« Dans cette école, des enfants sont SDF ». Lundi 13 octobre, 16h15, la banderole s’étire devant l’école maternelle Joséphine Baker à Schiltigheim. Sur une table, des gâteaux à prix libre pour remplir une cagnotte. Elle est destinée à loger temporairement la famille de deux élèves de deux et quatre ans vivant à la rue.
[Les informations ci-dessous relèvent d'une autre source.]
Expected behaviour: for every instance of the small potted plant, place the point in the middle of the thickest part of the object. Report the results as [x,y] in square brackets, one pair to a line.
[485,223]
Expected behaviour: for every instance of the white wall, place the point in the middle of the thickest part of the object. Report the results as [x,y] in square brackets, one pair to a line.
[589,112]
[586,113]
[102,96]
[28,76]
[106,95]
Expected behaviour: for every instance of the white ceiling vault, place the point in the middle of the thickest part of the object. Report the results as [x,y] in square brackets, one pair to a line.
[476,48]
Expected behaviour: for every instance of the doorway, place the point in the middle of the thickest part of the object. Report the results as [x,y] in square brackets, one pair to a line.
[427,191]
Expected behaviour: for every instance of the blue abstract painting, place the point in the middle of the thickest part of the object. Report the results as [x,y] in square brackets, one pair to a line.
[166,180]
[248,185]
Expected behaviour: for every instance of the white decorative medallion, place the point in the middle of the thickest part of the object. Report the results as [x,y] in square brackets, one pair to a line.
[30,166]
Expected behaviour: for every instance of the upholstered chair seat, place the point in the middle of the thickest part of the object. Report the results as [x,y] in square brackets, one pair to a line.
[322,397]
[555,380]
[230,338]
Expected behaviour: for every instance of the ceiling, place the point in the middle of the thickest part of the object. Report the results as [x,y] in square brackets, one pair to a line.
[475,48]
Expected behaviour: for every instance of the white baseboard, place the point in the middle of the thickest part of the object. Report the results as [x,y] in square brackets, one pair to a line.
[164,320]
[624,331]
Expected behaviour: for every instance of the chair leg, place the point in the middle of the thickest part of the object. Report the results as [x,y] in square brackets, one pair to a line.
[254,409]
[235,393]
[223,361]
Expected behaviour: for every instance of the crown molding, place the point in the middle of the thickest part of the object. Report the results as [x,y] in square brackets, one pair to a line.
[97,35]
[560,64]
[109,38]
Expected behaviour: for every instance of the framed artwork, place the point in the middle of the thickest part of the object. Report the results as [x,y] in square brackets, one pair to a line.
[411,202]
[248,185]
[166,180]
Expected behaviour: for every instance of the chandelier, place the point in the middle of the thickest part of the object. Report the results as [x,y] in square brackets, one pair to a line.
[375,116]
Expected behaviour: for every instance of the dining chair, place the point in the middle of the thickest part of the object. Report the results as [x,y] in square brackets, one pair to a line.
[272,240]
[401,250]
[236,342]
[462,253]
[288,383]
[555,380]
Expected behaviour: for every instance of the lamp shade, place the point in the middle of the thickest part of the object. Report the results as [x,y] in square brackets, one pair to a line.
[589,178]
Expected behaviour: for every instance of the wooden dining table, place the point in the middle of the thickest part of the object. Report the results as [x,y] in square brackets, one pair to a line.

La famille ne souhaite pas s’exposer. « Par pudeur et par crainte, expliquent les mères mobilisées. Mais avec leur accord, on agit. Ils nous remercient beaucoup. » Après avoir appris que ces enfants étaient à la rue, un groupe de parents d’élèves s’est constitué en quelques jours. Majoritairement des mères, elles sont une dizaine présentes pour alerter les autres parents qui viennent chercher leurs enfants. Samira Talbi, tête de liste aux élections des parents d’élèves, raconte :
« On a contacté la mairie de Schiltigheim, la préfecture, la Collectivité européenne d’Alsace. Pour l’instant, chacun renvoie vers l’autre et nous n’avons pas eu de réponse satisfaisante. La Ville de Schiltigheim s’est dite ouverte à la discussion. Nous avons rendez-vous mercredi 15 octobre avec la maire, Danielle Dambach, et la direction de l’école. On espère un déclic. »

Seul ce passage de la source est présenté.